On June 29, 2009, the day the Court put off deciding Citizens United, I wrote the following in a Slate column:
If Roberts and Justice Alito were ready to overrule Austin, why not do it now? I can think of two possible reasons. They may not have wanted to take the plunge on Justice Souter’s last day on the court. He has been an ardent defender of these laws. Perhaps more to the point, Justice Alito, in two campaign-finance cases, has said that he would not consider revisiting old campaign-finance precedent until the issue was squarely before the court and briefed. In other words, Alito wants a full airing of the issues before taking such a momentous step.
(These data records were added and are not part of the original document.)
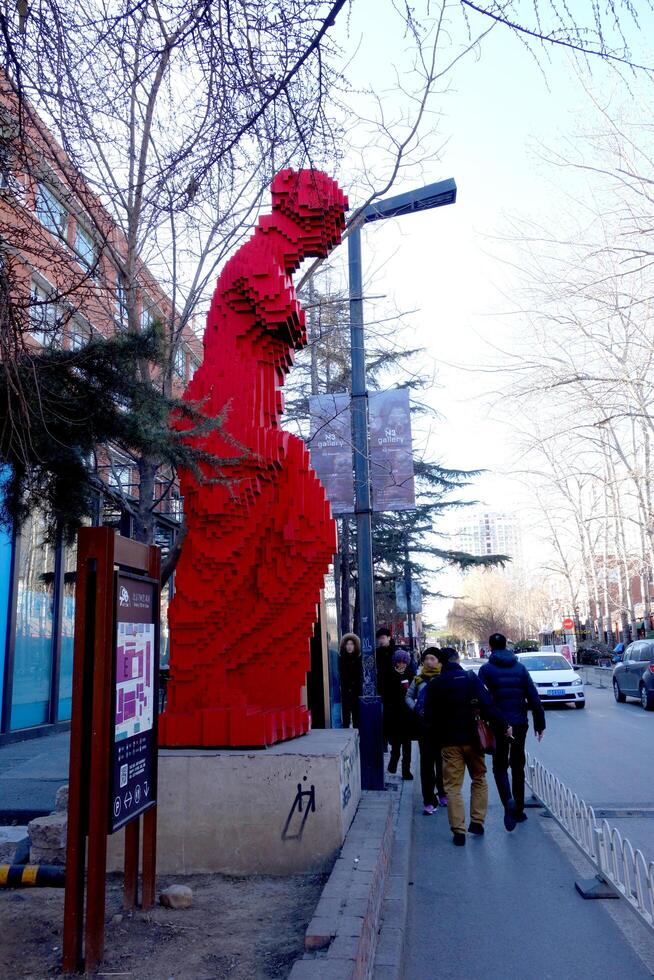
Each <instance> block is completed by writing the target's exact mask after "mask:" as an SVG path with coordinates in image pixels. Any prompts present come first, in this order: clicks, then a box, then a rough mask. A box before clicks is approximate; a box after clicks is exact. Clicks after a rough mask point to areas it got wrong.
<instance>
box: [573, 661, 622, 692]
mask: <svg viewBox="0 0 654 980" xmlns="http://www.w3.org/2000/svg"><path fill="white" fill-rule="evenodd" d="M575 669H576V670H577V671H579V673H580V674H581V675H582V677H583V679H584V683H585V684H593V685H595V684H596V685H597V686H598V687H600V688H606V687H611V683H612V677H613V667H595V666H590V665H589V664H579V665H578V666H577V667H576V668H575Z"/></svg>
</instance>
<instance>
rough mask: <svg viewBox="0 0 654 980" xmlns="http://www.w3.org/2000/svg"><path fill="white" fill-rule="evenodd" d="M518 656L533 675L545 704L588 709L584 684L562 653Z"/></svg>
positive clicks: (534, 682) (531, 653)
mask: <svg viewBox="0 0 654 980" xmlns="http://www.w3.org/2000/svg"><path fill="white" fill-rule="evenodd" d="M517 656H518V660H519V661H520V663H522V664H524V665H525V667H526V668H527V670H528V671H529V673H530V674H531V679H532V680H533V682H534V684H535V685H536V689H537V690H538V694H539V695H540V699H541V701H542V702H543V704H547V703H548V702H553V701H561V702H563V703H564V704H565V703H567V704H574V706H575V708H585V707H586V695H585V694H584V682H583V681H582V679H581V677H580V676H579V674H578V673H577V671H576V670H574V669H573V667H572V665H571V664H570V663H569V662H568V661H567V660H566V659H565V657H562V656H561V654H560V653H519V654H518V655H517Z"/></svg>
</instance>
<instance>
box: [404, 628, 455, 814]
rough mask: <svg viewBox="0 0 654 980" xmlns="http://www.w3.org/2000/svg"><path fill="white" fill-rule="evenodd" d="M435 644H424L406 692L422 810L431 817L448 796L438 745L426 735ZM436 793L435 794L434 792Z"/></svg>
mask: <svg viewBox="0 0 654 980" xmlns="http://www.w3.org/2000/svg"><path fill="white" fill-rule="evenodd" d="M437 654H438V649H437V647H427V649H426V650H425V651H424V653H423V655H422V661H421V666H420V670H419V671H418V673H417V674H416V676H415V677H414V678H413V680H412V681H411V685H410V687H409V690H408V691H407V694H406V703H407V706H408V707H409V708H410V709H411V711H412V712H413V715H414V718H415V721H416V725H415V728H416V730H417V732H418V746H419V749H420V786H421V789H422V803H423V810H422V812H423V813H424V814H425V815H426V816H431V815H432V813H434V811H435V810H436V808H437V807H438V806H447V796H446V795H445V787H444V786H443V759H442V756H441V750H440V748H439V747H438V746H437V745H436V744H435V742H434V739H433V738H431V737H430V736H429V732H428V731H427V726H426V724H425V698H426V694H427V686H428V684H429V682H430V681H431V680H433V678H434V677H438V675H439V674H440V672H441V665H440V664H439V662H438V659H437ZM436 794H438V795H436Z"/></svg>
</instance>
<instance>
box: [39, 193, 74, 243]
mask: <svg viewBox="0 0 654 980" xmlns="http://www.w3.org/2000/svg"><path fill="white" fill-rule="evenodd" d="M36 216H37V218H38V219H39V221H40V222H41V224H42V225H44V226H45V227H46V228H47V229H48V231H51V232H52V234H53V235H57V236H59V237H62V238H63V237H65V234H66V224H67V221H68V215H67V213H66V209H65V207H64V206H63V204H62V203H61V201H60V200H58V198H56V197H55V195H54V194H53V193H52V191H51V190H50V188H49V187H48V186H47V185H46V184H39V186H38V188H37V191H36Z"/></svg>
If Toobin’s account is correct, my speculation was in the neighborhood but not quite right:
As the senior Justice in the minority, John Paul Stevens assigned the main dissent to Souter, who was working on the opinion when he announced his departure, on April 30th. Souter wrote a dissent that aired some of the Court’s dirty laundry. By definition, dissents challenge the legal conclusions of the majority, but Souter accused the Chief Justice of violating the Court’s own procedures to engineer the result he wanted.
Roberts didn’t mind spirited disagreement on the merits of any case, but Souter’s attack—an extraordinary, bridge-burning farewell to the Court—could damage the Court’s credibility. So the Chief came up with a strategically ingenious maneuver. He would agree to withdraw Kennedy’s draft majority opinion and put Citizens United down for reargument, in the fall. For the second argument, the Court would write new Questions Presented, which frame a case before argument, and there would be no doubt about the stakes of the case. The proposal put the liberals in a box. They could no longer complain about being sandbagged, because the new Questions Presented would be unmistakably clear. But, as Roberts knew, the conservatives would go into the second argument already having five votes for the result they wanted. With no other choice (and no real hope of ever winning the case), the liberals agreed to the reargument.
On June 29, 2009, the last day of the term, the Court shocked the litigants—and the political world—by announcing, “The case is restored to the calendar for reargument.”
Of course, Justice Stevens accused the majority of doing the same thing—engineering the case to get the result it wanted. But the criticism that the Court decided the issue without briefing was gone thanks to the reargument.
Perhaps one day in my lifetime some Justice’s papers (but not Justice Souter’s) will reveal Justice Souter’s draft dissent.